Ha decidido no ir a Ciudad Vieja, sino acercarse a Los Arcos, el acueducto de ladrillo que cruza la llanura, y subir al talud por cuya cornisa corre el agua.
Néstor jinetea el overo con movimientos súbitos, saltando por encima de troncos y haciendo salpicar el agua de los humedales. Cerca del acueducto, detiene el caballo, se apea y ata la cabalgadura a un encino. Asciende a lo alto del talud y, todavía sofocado, deja vagar la mirada por la masiva eternidad de los volcanes.
El día se abre entre vahos de bruma, pero nada quita a esa hora el protagonismo al sol que pinta las copas de la arboleda de un intenso color verde. Las bromeliáceas se ensortijan en las ramas de los cedros, el agua corre mansa por la acequia de ladrillo y los cantos lejanos de los gallos parecieran salpicar de rojo las ramas de los flamboyanes.
Aire fresco y soledad. Es todo lo que necesita: escuchar el gorjeo invisible del bosque, contemplar el cabeceo de las varas de bambú, el vuelo majestuoso del águila o el gozo de las palomas que reciben con gratitud el calor de la alborada. La belleza no tiene necesidad de explicarse y el gozo de los sentidos anula los juegos de la razón. Sólo debe dejarse penetrar por la luz, sentirla, y eludir con su ayuda el acoso de la memoria.

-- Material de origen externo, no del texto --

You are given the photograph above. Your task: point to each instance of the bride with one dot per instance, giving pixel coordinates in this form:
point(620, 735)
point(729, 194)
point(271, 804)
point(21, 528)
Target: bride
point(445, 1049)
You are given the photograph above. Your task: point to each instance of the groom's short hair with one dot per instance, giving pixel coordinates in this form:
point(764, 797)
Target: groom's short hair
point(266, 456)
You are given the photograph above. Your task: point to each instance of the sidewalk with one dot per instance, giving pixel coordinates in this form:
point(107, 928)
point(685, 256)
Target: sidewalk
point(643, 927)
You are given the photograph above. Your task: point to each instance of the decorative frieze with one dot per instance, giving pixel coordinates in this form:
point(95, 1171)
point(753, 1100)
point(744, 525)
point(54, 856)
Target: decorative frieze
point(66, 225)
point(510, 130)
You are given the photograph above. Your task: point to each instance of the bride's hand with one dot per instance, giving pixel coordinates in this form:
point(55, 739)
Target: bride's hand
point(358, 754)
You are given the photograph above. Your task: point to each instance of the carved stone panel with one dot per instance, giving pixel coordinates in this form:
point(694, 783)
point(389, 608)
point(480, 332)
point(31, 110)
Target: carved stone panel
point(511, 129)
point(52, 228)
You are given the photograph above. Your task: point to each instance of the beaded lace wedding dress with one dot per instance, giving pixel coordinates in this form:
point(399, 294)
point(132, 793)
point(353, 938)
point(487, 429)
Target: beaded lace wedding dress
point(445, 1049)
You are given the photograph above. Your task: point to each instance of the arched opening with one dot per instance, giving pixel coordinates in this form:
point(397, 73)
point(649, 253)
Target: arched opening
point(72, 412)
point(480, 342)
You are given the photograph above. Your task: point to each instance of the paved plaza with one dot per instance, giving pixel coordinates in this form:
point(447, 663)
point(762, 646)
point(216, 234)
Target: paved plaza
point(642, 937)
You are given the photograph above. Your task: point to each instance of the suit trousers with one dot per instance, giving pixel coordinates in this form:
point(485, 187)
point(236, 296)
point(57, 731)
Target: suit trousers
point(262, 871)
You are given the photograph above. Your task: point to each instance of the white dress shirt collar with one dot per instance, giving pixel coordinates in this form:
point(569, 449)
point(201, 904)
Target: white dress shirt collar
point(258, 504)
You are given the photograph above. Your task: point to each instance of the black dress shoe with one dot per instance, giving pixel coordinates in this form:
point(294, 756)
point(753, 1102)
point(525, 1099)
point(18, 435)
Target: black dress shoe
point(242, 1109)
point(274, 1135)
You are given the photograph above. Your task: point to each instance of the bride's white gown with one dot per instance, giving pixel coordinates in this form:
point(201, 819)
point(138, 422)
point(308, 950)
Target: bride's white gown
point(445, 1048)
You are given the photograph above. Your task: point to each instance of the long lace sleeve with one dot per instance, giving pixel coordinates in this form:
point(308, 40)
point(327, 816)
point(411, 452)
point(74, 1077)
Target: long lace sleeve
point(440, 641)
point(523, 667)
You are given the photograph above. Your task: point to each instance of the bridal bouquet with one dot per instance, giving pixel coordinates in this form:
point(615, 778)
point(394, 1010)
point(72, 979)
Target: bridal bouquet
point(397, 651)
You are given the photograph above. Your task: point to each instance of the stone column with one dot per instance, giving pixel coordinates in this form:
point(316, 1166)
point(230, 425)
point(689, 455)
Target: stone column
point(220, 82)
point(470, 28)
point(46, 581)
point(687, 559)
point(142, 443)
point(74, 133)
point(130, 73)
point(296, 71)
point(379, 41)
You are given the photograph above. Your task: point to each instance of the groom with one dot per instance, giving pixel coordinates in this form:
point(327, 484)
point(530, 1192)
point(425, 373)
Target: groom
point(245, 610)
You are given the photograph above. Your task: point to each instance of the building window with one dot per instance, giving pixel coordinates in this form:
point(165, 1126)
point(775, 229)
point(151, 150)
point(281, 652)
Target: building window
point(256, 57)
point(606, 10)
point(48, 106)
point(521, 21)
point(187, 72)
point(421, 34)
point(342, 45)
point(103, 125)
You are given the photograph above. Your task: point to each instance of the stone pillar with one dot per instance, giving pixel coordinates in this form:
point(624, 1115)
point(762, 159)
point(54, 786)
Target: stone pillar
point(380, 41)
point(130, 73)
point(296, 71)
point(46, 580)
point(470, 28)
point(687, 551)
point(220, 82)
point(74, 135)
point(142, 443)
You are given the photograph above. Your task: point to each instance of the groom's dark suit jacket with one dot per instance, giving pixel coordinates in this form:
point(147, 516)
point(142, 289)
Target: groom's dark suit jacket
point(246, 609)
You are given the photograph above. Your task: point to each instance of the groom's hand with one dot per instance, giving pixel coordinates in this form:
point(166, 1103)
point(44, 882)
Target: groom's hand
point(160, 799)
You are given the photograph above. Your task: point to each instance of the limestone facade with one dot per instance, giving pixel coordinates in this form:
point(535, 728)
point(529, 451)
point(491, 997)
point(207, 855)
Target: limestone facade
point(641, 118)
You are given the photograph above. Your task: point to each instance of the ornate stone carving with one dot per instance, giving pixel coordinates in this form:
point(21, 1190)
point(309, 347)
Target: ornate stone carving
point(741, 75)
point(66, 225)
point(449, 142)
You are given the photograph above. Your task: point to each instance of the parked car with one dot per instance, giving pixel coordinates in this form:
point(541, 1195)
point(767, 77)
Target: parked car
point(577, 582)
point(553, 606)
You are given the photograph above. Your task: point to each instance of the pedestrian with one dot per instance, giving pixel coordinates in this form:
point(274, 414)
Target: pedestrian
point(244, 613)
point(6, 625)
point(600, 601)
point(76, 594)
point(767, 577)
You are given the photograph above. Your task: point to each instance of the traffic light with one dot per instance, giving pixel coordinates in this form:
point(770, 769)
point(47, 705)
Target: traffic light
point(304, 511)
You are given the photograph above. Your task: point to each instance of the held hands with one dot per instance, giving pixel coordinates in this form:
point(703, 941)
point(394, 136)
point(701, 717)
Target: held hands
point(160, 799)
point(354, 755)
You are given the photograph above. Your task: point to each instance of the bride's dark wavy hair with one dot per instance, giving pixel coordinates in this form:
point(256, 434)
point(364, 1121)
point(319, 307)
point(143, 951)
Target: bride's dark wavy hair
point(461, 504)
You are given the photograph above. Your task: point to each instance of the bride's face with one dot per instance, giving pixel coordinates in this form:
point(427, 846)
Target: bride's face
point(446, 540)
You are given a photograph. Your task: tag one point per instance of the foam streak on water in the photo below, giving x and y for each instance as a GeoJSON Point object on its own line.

Media hora después, baja del acueducto, se acerca al caballo, lo toma de la rienda y lo lleva al paso por entre una floresta plagada de orquídeas, unas blancas como vestales, otras veteadas de violeta o maquilladas de rosa. El aire acaricia el zacate y, de cuando en vez, se detiene en un silencio abrupto, inquietante, que el chillido de algún clarinero interrumpe, como si, tocando a diana, invitara a las demás aves a cantar.
Una idea le sorprende entonces, una idea sencilla, de ésas que llegan sin ser invocadas. Nadie ama a su país porque es pequeño o grande, pobre o rico, cruel o devoto. Lo ama porque es su país. Esta es mi patria, mi tierra, se dice entonces, y no ha de haber un lugar en el mundo donde los colores sean tan hermosos y la luz tan diáfana.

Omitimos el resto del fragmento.